Oklab Color Space Gains Traction for Design Accuracy
The Oklab color space is gaining influence as a perceptually uniform, device-independent model for lighting and digital design. Its adoption in CSS Color Level 4 and 5 web standards is enabling more consistent color blending and lightness prediction across different devices and systems. For luminaire designers, Oklab offers a more robust framework for ensuring color accuracy in tunable white and RGBW products.

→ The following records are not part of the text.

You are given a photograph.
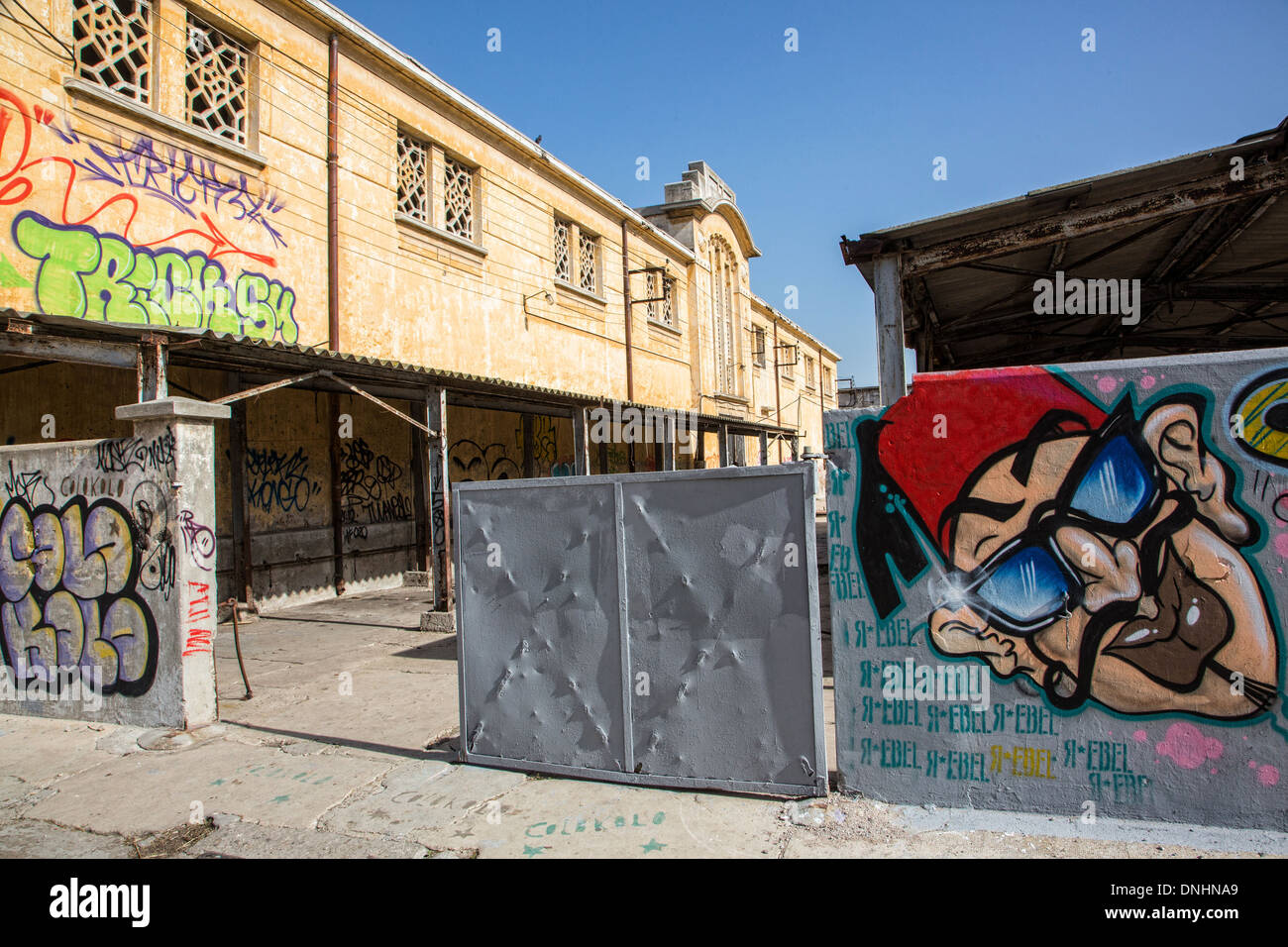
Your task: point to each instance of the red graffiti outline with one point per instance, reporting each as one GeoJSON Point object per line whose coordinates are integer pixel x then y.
{"type": "Point", "coordinates": [219, 244]}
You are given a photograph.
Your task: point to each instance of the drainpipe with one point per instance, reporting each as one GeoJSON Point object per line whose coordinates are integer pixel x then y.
{"type": "Point", "coordinates": [626, 305]}
{"type": "Point", "coordinates": [778, 395]}
{"type": "Point", "coordinates": [333, 296]}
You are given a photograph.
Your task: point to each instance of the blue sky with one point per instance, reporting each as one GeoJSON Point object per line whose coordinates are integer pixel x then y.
{"type": "Point", "coordinates": [840, 137]}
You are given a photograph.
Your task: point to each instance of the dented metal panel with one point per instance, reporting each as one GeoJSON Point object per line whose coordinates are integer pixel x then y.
{"type": "Point", "coordinates": [657, 629]}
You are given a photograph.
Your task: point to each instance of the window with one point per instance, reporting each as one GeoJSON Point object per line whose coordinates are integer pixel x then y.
{"type": "Point", "coordinates": [576, 257]}
{"type": "Point", "coordinates": [458, 198]}
{"type": "Point", "coordinates": [563, 252]}
{"type": "Point", "coordinates": [412, 178]}
{"type": "Point", "coordinates": [588, 250]}
{"type": "Point", "coordinates": [724, 281]}
{"type": "Point", "coordinates": [114, 46]}
{"type": "Point", "coordinates": [218, 82]}
{"type": "Point", "coordinates": [662, 313]}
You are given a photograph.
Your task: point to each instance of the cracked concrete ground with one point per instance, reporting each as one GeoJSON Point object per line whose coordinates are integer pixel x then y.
{"type": "Point", "coordinates": [347, 750]}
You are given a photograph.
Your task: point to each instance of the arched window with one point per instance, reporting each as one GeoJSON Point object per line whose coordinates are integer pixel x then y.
{"type": "Point", "coordinates": [724, 316]}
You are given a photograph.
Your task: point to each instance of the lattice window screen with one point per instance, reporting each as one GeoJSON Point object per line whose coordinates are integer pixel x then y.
{"type": "Point", "coordinates": [412, 178]}
{"type": "Point", "coordinates": [218, 81]}
{"type": "Point", "coordinates": [651, 294]}
{"type": "Point", "coordinates": [563, 261]}
{"type": "Point", "coordinates": [587, 248]}
{"type": "Point", "coordinates": [459, 198]}
{"type": "Point", "coordinates": [114, 46]}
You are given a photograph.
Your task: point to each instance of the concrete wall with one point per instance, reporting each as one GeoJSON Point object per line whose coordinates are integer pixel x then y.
{"type": "Point", "coordinates": [107, 573]}
{"type": "Point", "coordinates": [1095, 556]}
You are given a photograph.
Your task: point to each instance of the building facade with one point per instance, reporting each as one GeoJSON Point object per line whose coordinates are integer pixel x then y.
{"type": "Point", "coordinates": [204, 198]}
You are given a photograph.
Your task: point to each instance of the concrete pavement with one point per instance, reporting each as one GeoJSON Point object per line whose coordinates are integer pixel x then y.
{"type": "Point", "coordinates": [347, 750]}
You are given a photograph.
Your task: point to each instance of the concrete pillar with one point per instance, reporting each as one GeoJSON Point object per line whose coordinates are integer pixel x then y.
{"type": "Point", "coordinates": [580, 442]}
{"type": "Point", "coordinates": [153, 368]}
{"type": "Point", "coordinates": [185, 624]}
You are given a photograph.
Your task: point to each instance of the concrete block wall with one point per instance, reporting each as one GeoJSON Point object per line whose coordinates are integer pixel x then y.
{"type": "Point", "coordinates": [107, 556]}
{"type": "Point", "coordinates": [1061, 590]}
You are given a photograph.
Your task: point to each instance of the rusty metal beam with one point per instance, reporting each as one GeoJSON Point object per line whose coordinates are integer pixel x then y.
{"type": "Point", "coordinates": [374, 399]}
{"type": "Point", "coordinates": [265, 389]}
{"type": "Point", "coordinates": [106, 354]}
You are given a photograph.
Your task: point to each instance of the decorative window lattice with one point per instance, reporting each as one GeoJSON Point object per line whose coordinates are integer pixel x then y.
{"type": "Point", "coordinates": [412, 178]}
{"type": "Point", "coordinates": [114, 46]}
{"type": "Point", "coordinates": [563, 261]}
{"type": "Point", "coordinates": [218, 81]}
{"type": "Point", "coordinates": [459, 198]}
{"type": "Point", "coordinates": [668, 311]}
{"type": "Point", "coordinates": [587, 248]}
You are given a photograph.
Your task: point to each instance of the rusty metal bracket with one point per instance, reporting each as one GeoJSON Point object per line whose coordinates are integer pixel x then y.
{"type": "Point", "coordinates": [373, 398]}
{"type": "Point", "coordinates": [333, 376]}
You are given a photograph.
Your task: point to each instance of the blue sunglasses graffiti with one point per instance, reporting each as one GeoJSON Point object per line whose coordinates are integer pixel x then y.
{"type": "Point", "coordinates": [1113, 487]}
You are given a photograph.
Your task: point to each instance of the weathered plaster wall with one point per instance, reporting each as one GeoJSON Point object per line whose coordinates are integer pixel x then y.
{"type": "Point", "coordinates": [107, 574]}
{"type": "Point", "coordinates": [1095, 557]}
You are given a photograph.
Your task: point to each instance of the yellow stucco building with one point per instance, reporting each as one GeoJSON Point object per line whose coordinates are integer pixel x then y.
{"type": "Point", "coordinates": [201, 198]}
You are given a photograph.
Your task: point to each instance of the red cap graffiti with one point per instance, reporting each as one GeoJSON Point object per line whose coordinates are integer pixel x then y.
{"type": "Point", "coordinates": [932, 440]}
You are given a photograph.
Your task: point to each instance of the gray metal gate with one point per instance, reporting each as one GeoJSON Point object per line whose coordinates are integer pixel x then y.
{"type": "Point", "coordinates": [657, 628]}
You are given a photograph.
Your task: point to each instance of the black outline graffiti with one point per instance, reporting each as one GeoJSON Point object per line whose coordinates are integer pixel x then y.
{"type": "Point", "coordinates": [198, 540]}
{"type": "Point", "coordinates": [278, 479]}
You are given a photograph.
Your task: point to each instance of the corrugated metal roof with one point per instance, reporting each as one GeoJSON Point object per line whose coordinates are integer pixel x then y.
{"type": "Point", "coordinates": [1211, 257]}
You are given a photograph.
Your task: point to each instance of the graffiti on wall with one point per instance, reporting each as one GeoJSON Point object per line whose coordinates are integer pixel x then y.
{"type": "Point", "coordinates": [68, 578]}
{"type": "Point", "coordinates": [93, 275]}
{"type": "Point", "coordinates": [1095, 544]}
{"type": "Point", "coordinates": [369, 488]}
{"type": "Point", "coordinates": [114, 250]}
{"type": "Point", "coordinates": [546, 459]}
{"type": "Point", "coordinates": [472, 462]}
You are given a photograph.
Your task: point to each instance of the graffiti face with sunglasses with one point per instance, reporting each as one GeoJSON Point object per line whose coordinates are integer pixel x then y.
{"type": "Point", "coordinates": [1104, 565]}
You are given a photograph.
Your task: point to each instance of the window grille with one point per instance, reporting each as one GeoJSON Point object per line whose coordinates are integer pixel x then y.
{"type": "Point", "coordinates": [114, 46]}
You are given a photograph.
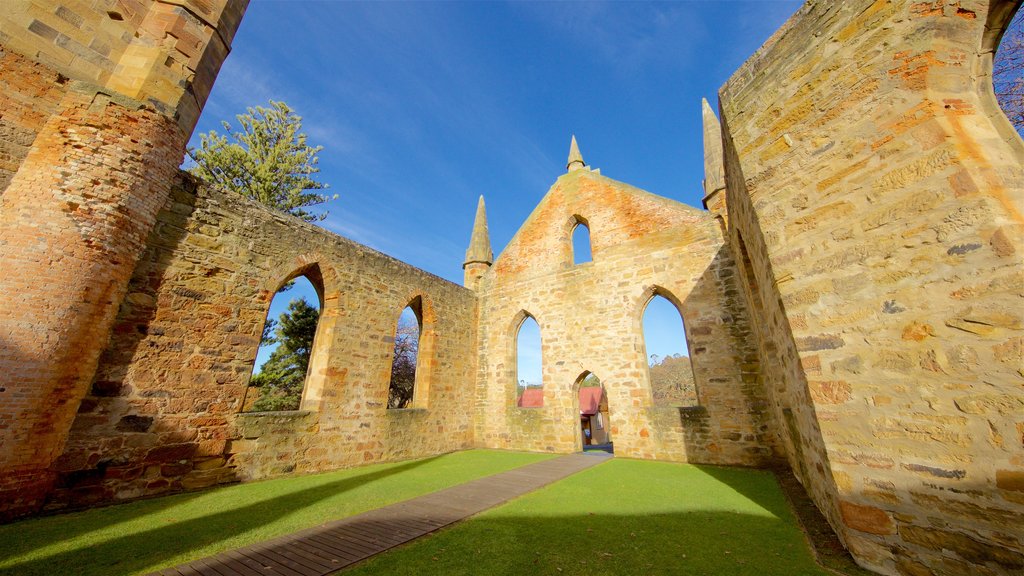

- Oklab was introduced in December 2020 by Björn Ottosson, a software engineer with a background in the game industry, to address known issues in existing color spaces like CIELAB. - A primary flaw in older color models like CIELAB and HSL is inconsistent perceptual lightness; for example, a pure blue and a pure yellow with the same lightness value appear dramatically different in brightness to the human eye, a problem Oklab corrects. - Oklab corrects the infamous "blue-to-purple" hue shift that often occurs in CIELAB when creating gradients or reducing saturation, ensuring that a color's hue remains consistent during lightness and chroma adjustments. - The model is based on three coordinates: L for perceptual lightness, and a and b for opponent color axes (green-to-red and blue-to-yellow, respectively). - Oklab and its cylindrical version, Oklch (which uses lightness, chroma, and hue coordinates), allow designers to access a wider range of colors beyond the standard sRGB gamut, making it suitable for modern wide-gamut displays that use P3 color. - Major design and development platforms have rapidly adopted the color space; it went from a blog post to being supported in Safari in just 15 months and has also been integrated into tools like Photoshop and Figma. - For creating user interfaces and color systems, Oklab's perceptual uniformity provides a more reliable foundation for accessibility by ensuring that color contrast ratios are more consistent and predictable. - The improved perceptual uniformity makes Oklab highly effective for data visualization, as it prevents misleading visual artifacts where changes in a colormap could be misinterpreted as changes in the data itself.